Verizon Wireless, a joint venture between the Basking Ridge, N.J.-based Verizon Communications Inc. and U.K.’s Vodafone Plc, will begin to sell the popular Apple handset on Feb. 10, ending a more than three-year exclusivity agreement with AT&T Wireless.
Pre-order for existing Verizon customers will begin on Feb. 3.
Verizon announced that the phone will be sold for $199 for a 16 GB version and $299 for a 32 GB version, both running on Verizon’s CDMA network.
“We are pleased to introduce millions of wireless users to the industry leading iPhone 4 on the nation’s most reliable network,” said Lowell McAdam, president and chief operating officer of Verizon in a statement. “This is an important step for the industry as two great companies join forces to give wireless customers one of the most important technological additions to the mobile landscape this century.”
In a media event in New York, Apple Chief Operating Officer Tim Cook said that his company has “been looking forward to today for a long time.”
It remains to be seen how much collateral damage this move impacts AT&T, which has touted in the past its exclusivity in selling the iPhone.

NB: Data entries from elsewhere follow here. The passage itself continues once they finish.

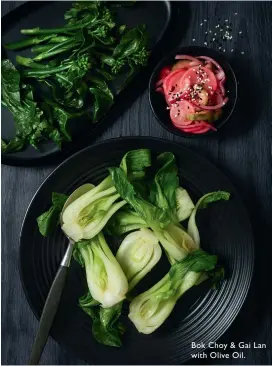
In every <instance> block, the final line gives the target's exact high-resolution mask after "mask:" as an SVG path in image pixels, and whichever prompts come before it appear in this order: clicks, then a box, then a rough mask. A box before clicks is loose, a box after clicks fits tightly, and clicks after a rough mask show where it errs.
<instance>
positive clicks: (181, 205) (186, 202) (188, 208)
mask: <svg viewBox="0 0 272 366" xmlns="http://www.w3.org/2000/svg"><path fill="white" fill-rule="evenodd" d="M176 207H177V217H178V221H179V222H181V221H184V220H186V219H188V217H190V216H191V213H192V212H193V209H194V207H195V205H194V203H193V201H192V200H191V197H190V196H189V194H188V192H187V191H186V189H183V188H181V187H178V188H177V189H176Z"/></svg>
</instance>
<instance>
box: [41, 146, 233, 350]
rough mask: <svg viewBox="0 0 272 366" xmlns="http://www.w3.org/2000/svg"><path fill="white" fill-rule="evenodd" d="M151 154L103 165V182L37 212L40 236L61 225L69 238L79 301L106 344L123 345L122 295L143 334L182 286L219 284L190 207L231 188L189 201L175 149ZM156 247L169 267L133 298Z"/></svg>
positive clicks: (112, 344)
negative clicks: (75, 260)
mask: <svg viewBox="0 0 272 366" xmlns="http://www.w3.org/2000/svg"><path fill="white" fill-rule="evenodd" d="M152 159H153V161H152V162H151V152H150V151H149V150H147V149H139V150H132V151H129V152H128V153H127V154H126V155H125V156H124V157H123V159H122V160H121V163H120V165H119V167H116V166H114V167H110V168H109V173H110V174H109V175H108V176H107V177H106V178H105V179H104V180H103V181H102V182H100V183H98V184H97V185H96V186H93V185H92V188H91V189H90V190H88V191H84V190H82V191H79V195H77V196H76V197H75V199H74V200H71V201H67V196H66V195H63V194H59V193H55V192H54V193H53V195H52V204H53V206H52V207H51V208H50V209H49V210H48V211H46V212H45V213H43V214H42V215H41V216H40V217H39V218H38V219H37V222H38V226H39V230H40V232H41V234H42V235H44V236H48V235H49V234H50V233H51V232H52V230H53V229H54V228H55V227H56V226H57V225H59V224H61V227H62V230H63V231H64V232H65V234H66V235H68V236H69V237H70V238H72V239H73V240H74V241H75V245H74V253H73V255H74V259H75V260H76V261H77V262H78V263H79V264H80V265H81V266H82V268H84V271H85V276H86V282H87V288H88V291H87V293H86V294H85V295H84V296H82V297H81V298H80V299H79V306H80V308H81V309H82V310H83V311H84V312H85V313H86V314H88V315H89V316H90V317H91V319H92V333H93V336H94V338H95V339H96V340H97V341H98V342H99V343H101V344H104V345H107V346H113V347H120V346H121V345H122V340H121V337H122V335H123V334H124V331H125V328H124V326H123V324H122V322H121V320H120V319H122V318H120V316H121V315H122V308H123V304H124V302H125V301H131V303H130V306H129V319H130V320H131V321H132V323H133V324H134V325H135V327H136V329H137V330H138V331H139V332H140V333H143V334H150V333H152V332H154V331H155V330H156V329H158V328H159V327H160V326H161V325H162V324H163V323H164V321H165V320H166V319H167V318H168V316H169V315H170V314H171V312H172V310H173V308H174V306H175V304H176V303H177V301H178V299H180V298H181V297H182V295H183V294H184V293H185V292H186V291H187V290H189V289H190V288H191V287H193V286H196V285H198V284H199V283H201V282H202V281H204V280H206V279H208V278H209V279H211V281H212V283H213V284H215V283H218V281H220V280H221V279H222V277H223V274H224V271H223V269H222V268H221V267H220V266H218V264H217V257H216V256H215V255H211V254H208V253H207V252H205V251H203V250H202V249H200V233H199V229H198V226H197V218H198V215H197V213H198V211H199V209H202V208H205V207H207V206H208V205H209V204H210V203H212V202H216V201H219V200H228V199H229V197H230V194H229V193H228V192H225V191H216V192H210V193H207V194H205V195H204V196H202V197H201V198H200V199H199V200H198V201H197V203H196V204H194V202H193V201H192V199H191V197H190V195H189V193H188V192H187V190H185V189H184V188H183V187H181V186H180V182H179V175H178V169H177V165H176V161H175V157H174V155H173V154H172V153H171V152H165V153H162V154H160V155H158V156H157V157H154V156H152ZM82 187H83V186H82ZM69 202H71V203H70V204H69ZM65 203H66V205H65ZM64 205H65V206H64ZM66 206H67V207H66ZM63 207H64V210H63ZM62 210H63V214H62V220H61V222H60V214H61V212H62ZM106 234H110V236H106V237H105V236H104V235H106ZM124 234H127V236H126V237H123V235H124ZM117 238H118V248H117V250H116V254H115V251H114V250H113V248H116V244H117V243H116V242H115V245H114V246H112V245H111V244H112V243H111V242H112V241H116V240H117ZM120 239H121V240H120ZM108 243H109V245H108ZM161 247H162V248H163V251H162V249H161ZM112 250H113V251H112ZM163 252H164V253H165V255H166V256H167V258H168V262H169V270H168V272H167V273H166V274H165V275H164V276H163V275H162V276H161V277H162V278H161V280H160V281H159V282H158V283H156V284H154V285H153V286H152V287H151V288H149V289H148V290H147V291H145V292H143V293H141V294H138V295H137V296H136V297H134V298H133V296H135V293H134V289H135V287H136V286H137V284H138V283H139V282H140V281H142V280H143V278H144V277H145V276H148V274H149V272H150V271H153V270H156V269H154V267H155V266H156V264H157V263H158V262H159V260H160V259H161V256H162V255H163ZM165 272H166V271H165ZM147 283H148V281H147ZM132 290H133V291H132ZM136 291H137V288H136ZM136 293H137V292H136ZM138 293H139V292H138Z"/></svg>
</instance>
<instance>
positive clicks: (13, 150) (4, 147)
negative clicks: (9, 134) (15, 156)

However, AT&T customers have complained last year, after its introduction of iPhone 4, of spotty and unreliable reception and service. Verizon is known in the industry for its reliable network, although AT&T has claimed that its data speeds are faster.

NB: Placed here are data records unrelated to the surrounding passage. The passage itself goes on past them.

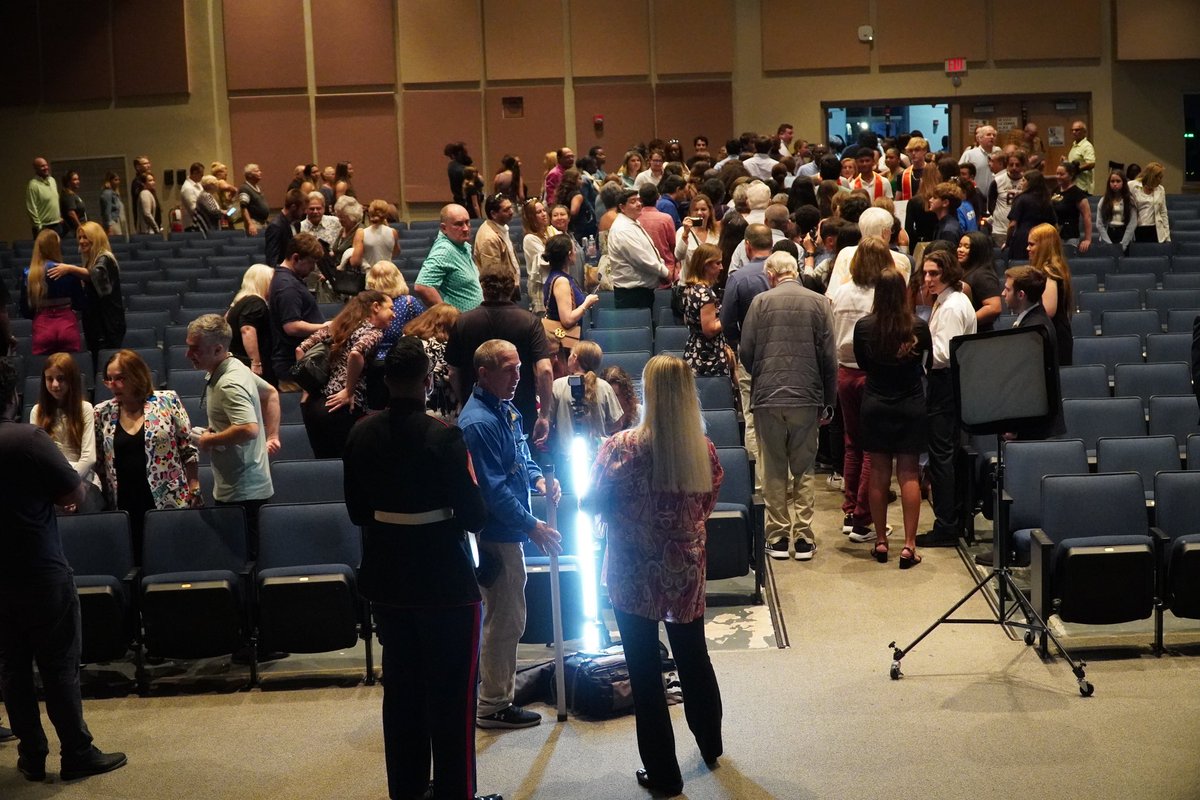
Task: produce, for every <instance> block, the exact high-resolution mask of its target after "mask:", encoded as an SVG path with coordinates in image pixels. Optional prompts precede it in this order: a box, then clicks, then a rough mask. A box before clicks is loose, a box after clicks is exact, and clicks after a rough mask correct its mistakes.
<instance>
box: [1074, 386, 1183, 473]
mask: <svg viewBox="0 0 1200 800" xmlns="http://www.w3.org/2000/svg"><path fill="white" fill-rule="evenodd" d="M1188 401H1190V403H1189V402H1188ZM1147 409H1148V419H1147ZM1062 416H1063V425H1064V426H1066V428H1067V433H1066V435H1067V437H1069V438H1076V439H1081V440H1082V441H1084V443H1085V444H1086V445H1087V450H1088V452H1091V453H1093V455H1094V452H1096V447H1097V443H1098V441H1099V440H1100V439H1102V438H1106V437H1144V435H1147V434H1150V433H1153V434H1154V435H1170V437H1172V438H1174V439H1175V440H1176V443H1177V446H1178V447H1183V446H1186V443H1188V444H1190V443H1189V438H1190V437H1193V435H1194V434H1196V433H1200V423H1198V421H1196V420H1198V416H1200V415H1198V413H1196V401H1195V397H1194V396H1192V395H1174V396H1172V395H1165V396H1164V395H1153V396H1151V397H1150V398H1148V401H1146V402H1144V401H1142V398H1141V397H1072V398H1066V399H1063V401H1062ZM1188 464H1189V465H1190V467H1192V468H1193V469H1200V461H1195V462H1194V461H1192V459H1190V458H1189V459H1188Z"/></svg>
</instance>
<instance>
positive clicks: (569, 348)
mask: <svg viewBox="0 0 1200 800" xmlns="http://www.w3.org/2000/svg"><path fill="white" fill-rule="evenodd" d="M541 326H542V327H544V329H545V330H546V341H547V342H550V349H551V350H552V351H553V353H558V351H559V350H560V349H563V348H565V349H568V350H570V349H571V348H574V347H575V345H576V344H578V343H580V332H581V331H580V326H578V325H576V326H575V327H563V324H562V323H560V321H558V320H557V319H551V318H548V317H542V318H541Z"/></svg>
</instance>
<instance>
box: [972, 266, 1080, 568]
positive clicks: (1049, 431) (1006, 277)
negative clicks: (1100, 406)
mask: <svg viewBox="0 0 1200 800" xmlns="http://www.w3.org/2000/svg"><path fill="white" fill-rule="evenodd" d="M1045 287H1046V277H1045V275H1043V273H1042V272H1040V271H1038V270H1036V269H1033V267H1032V266H1028V265H1025V266H1012V267H1009V269H1008V270H1006V271H1004V290H1003V293H1002V296H1003V297H1004V305H1006V306H1008V311H1009V312H1012V313H1014V314H1016V324H1015V325H1014V327H1033V326H1034V325H1040V326H1042V330H1043V331H1045V336H1046V338H1049V339H1050V345H1051V348H1052V353H1054V354H1055V356H1054V357H1052V359H1051V360H1050V363H1054V365H1057V363H1058V359H1057V354H1058V339H1057V337H1056V336H1055V331H1054V321H1051V319H1050V315H1049V314H1046V311H1045V308H1044V307H1043V306H1042V293H1043V291H1044V290H1045ZM1066 429H1067V427H1066V425H1064V423H1063V419H1062V403H1060V404H1058V407H1057V408H1056V409H1055V413H1054V416H1051V417H1049V419H1048V420H1046V421H1045V422H1044V423H1042V425H1039V426H1036V427H1027V428H1026V429H1024V431H1021V433H1020V437H1019V438H1020V439H1048V438H1050V437H1056V435H1060V434H1062V433H1064V432H1066ZM1009 438H1018V437H1016V435H1013V434H1009ZM1026 559H1027V553H1021V554H1019V558H1018V561H1025V560H1026ZM974 560H976V564H979V565H983V566H991V565H992V563H994V560H995V559H994V554H992V551H986V552H984V553H977V554H976V557H974ZM1026 565H1027V563H1026V564H1018V566H1026Z"/></svg>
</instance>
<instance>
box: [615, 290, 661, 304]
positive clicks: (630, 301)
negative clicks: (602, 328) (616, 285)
mask: <svg viewBox="0 0 1200 800" xmlns="http://www.w3.org/2000/svg"><path fill="white" fill-rule="evenodd" d="M612 303H613V306H616V307H617V308H653V307H654V289H646V288H642V287H637V288H634V289H620V288H614V289H613V290H612Z"/></svg>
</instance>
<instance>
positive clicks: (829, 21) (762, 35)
mask: <svg viewBox="0 0 1200 800" xmlns="http://www.w3.org/2000/svg"><path fill="white" fill-rule="evenodd" d="M866 5H868V4H866V0H845V2H839V4H838V7H836V12H834V13H829V10H828V8H827V7H824V6H822V5H820V4H815V2H796V1H794V0H762V68H763V71H764V72H773V71H781V70H851V68H860V67H869V66H870V65H871V50H870V47H871V46H870V44H864V43H862V42H859V41H858V26H859V25H866V24H869V23H870V22H871V20H870V18H869V16H868V7H866ZM802 31H803V35H802Z"/></svg>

For the time being, the iPhone is a 3G device, and experts don't expect a 4G version of the iPhone until at least mid-year 2011.
In a research note, Barclays Capital analyst James Ratcliffe said that he only expects less than 5 percent of current AT&T customers to ditch their current service—the majority of new Verizon iPhone owners will be existing Verizon customers.
“We would be very surprised to see either Sprint or T-Mobile get the iPhone this year, since adding them (a) wouldn’t, in our view, materially expand total iPhone sales, and (b) would reduce [Verizon] and [AT&T]’s willingness to pay Apple a premium price for the iPhone, given the service price competition,” Ratcliffe wrote.